3. La reparación en el duelo
Estamos ahora en medio del proceso de duelo que desencadenó la separación: el difícil y doloroso proceso de reparación de la imagen del otro en nuestro interior. Sumidos en la angustia y el dolor, en un primer momento tratamos de evitar el compromiso agobiante que significa reparar lo dañado. Para esto usamos distintas estrategias: negar que sea para tanto; arreglar “por encimita”; huir a relaciones que entierren ese dolor; consumir sustancias que exalten, que exciten, o que anestesien el dolor psíquico y la angustia; o bien enfrascarse en proyectos que a uno lo hagan sentirse poderoso, invencible y, al mismo tiempo, insensible.
Los mecanismos de defensa, sin embargo, tarde o temprano se desgastan, las estrategias mencionadas fallan, y lo perdido y dañado se instala inexorablemente en la mente. Algunas personas refuerzan de alguna manera las estrategias que utilizaron. Otras se resignan a asumir la realidad y empiezan el lento y fatigoso camino de la reparación: paso a paso, repitiendo como en su revés todo lo que fue dañado y ahora debe ser arreglado. La intención es hacer ahora el proceso exactamente contrario al que provocó el daño. Sería como observar en un film un jarrón que se golpea en el suelo y se quiebra: ésa sería la destrucción. La misma secuencia, pero ahora retrocediendo la película, sería la reparación. Pueden apreciar cuán exigente que es para la mente esta demanda.

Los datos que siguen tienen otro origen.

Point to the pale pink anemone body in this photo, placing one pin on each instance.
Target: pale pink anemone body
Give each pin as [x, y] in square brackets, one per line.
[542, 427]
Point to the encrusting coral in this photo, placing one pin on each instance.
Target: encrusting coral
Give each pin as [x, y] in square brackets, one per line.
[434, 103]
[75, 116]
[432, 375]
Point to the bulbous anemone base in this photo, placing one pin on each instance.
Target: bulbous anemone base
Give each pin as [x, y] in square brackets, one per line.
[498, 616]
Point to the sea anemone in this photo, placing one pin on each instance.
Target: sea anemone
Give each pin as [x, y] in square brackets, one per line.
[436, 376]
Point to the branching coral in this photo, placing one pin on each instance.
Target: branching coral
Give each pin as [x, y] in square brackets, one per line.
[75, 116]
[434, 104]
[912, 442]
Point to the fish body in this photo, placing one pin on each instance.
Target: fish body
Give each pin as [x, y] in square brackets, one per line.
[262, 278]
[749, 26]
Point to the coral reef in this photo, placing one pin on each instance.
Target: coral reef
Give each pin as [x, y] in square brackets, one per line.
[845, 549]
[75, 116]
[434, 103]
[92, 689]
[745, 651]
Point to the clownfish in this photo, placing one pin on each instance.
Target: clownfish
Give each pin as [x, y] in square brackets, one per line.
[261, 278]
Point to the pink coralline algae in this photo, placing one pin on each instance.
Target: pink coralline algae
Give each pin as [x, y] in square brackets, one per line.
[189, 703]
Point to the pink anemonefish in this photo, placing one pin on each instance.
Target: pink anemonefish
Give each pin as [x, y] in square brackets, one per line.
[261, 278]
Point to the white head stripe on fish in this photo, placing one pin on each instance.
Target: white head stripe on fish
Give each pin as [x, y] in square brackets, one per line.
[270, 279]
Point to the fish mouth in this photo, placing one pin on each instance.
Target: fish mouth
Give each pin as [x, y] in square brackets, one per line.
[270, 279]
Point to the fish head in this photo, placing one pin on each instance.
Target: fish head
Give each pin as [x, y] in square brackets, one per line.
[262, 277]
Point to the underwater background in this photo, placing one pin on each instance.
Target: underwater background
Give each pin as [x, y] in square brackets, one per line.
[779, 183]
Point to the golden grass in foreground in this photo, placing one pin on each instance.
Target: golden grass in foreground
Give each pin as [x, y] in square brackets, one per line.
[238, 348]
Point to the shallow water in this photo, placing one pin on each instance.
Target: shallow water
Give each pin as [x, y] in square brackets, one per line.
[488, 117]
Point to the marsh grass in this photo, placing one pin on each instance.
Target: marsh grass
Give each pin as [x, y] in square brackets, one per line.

Ello explica que, aun habiendo logrado llegar a esta tercera etapa, podamos no sentirnos capaces de continuar.
Hanna Segal (1989) dice: “Cuando nuestro mundo interno se halla destruido, muerto, sin amor; cuando nuestros seres amados no son más que fragmentos y nuestra desesperación parece irremediable, es entonces cuando debemos recrear nuevamente nuestro mundo interior, reunir las piezas, infundir vida a los fragmentos muertos, reconstruir la vida”.